June 07, 2013

Why cannot Martin Wolf understand the distortions the risk-weighting of bank assets produces in the real economy?

Sir, of course Martin Wolf is right when he writes “Britain must fix its banks – not its monetary policy”, June 7, I have been telling him that for years. And he is also quite correct stating that banks have become far too accustomed to the rewards of a business model based in minimal equity and support of taxpayers”, But when he limits his discussion of risk-weighing describing it as a “way of pretending assets are safer than they are”, it shows that economist Wolf has not yet understood the extent of the distortions capital requirements based on risk-weights cause.

Risk-weighting implies that banks are allowed to leverage their equity more with some assets than others, and since return on equity is their natural objective, then of course some assets, those perceived as safe, will be artificially favored by the banks, and other, those perceived as risky, artificially disfavored. And that leads to a very inefficient resource allocation in the real economy… and that will certainly prove more expensive long-term for the economy than whether banks are safe of not.

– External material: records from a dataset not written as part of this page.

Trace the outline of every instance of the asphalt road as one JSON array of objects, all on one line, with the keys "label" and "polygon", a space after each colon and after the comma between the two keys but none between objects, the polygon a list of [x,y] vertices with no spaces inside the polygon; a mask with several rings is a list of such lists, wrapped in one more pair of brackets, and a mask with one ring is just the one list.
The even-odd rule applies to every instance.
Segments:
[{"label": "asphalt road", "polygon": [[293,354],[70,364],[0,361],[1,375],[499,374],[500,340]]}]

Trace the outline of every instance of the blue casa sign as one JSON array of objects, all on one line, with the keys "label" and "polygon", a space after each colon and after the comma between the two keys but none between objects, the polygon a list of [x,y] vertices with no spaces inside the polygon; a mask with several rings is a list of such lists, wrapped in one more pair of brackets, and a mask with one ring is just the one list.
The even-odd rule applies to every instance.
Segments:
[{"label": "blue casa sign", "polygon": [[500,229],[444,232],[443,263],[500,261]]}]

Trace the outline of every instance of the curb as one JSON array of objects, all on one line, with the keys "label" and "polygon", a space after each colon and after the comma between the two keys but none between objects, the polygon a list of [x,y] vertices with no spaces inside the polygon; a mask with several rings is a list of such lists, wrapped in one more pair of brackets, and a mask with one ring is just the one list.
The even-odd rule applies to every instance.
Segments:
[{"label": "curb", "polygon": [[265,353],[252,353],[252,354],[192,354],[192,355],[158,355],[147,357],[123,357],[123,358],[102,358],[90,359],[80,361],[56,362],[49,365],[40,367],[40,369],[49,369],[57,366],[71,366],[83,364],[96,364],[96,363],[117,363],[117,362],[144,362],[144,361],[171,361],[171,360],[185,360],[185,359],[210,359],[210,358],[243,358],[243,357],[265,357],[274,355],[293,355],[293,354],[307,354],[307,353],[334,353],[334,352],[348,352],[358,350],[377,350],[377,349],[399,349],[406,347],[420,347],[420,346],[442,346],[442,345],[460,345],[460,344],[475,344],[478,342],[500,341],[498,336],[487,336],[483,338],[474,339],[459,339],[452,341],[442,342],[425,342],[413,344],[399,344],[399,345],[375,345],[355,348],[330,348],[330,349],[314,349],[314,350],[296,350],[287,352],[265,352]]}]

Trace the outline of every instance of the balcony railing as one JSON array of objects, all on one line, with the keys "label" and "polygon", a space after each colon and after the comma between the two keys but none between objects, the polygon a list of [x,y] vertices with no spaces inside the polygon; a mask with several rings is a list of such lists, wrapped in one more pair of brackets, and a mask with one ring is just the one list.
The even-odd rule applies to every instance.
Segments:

And that I have been explaining to Wolf in hundreds of letters.

Yes, capitalize banks, a lot, by means of incentives or by brute force, but, most of all, we must stop bank regulators, or other bureaucrats, from acting, with immense hubris, like the risk-managers of the world.

PS. The final report of the Independent Commission on Banking, on which Martin Wolf  informs us he served, suggests keeping the concept of risk-weighting and says not a word about the distortions this produces

PS. Sir, just to let you know, I am not copying Martin Wolf with this, since he has asked me not to send him any more comments related to “capital requirements for banks based on perceived risk”… he already knows it all… he thinks.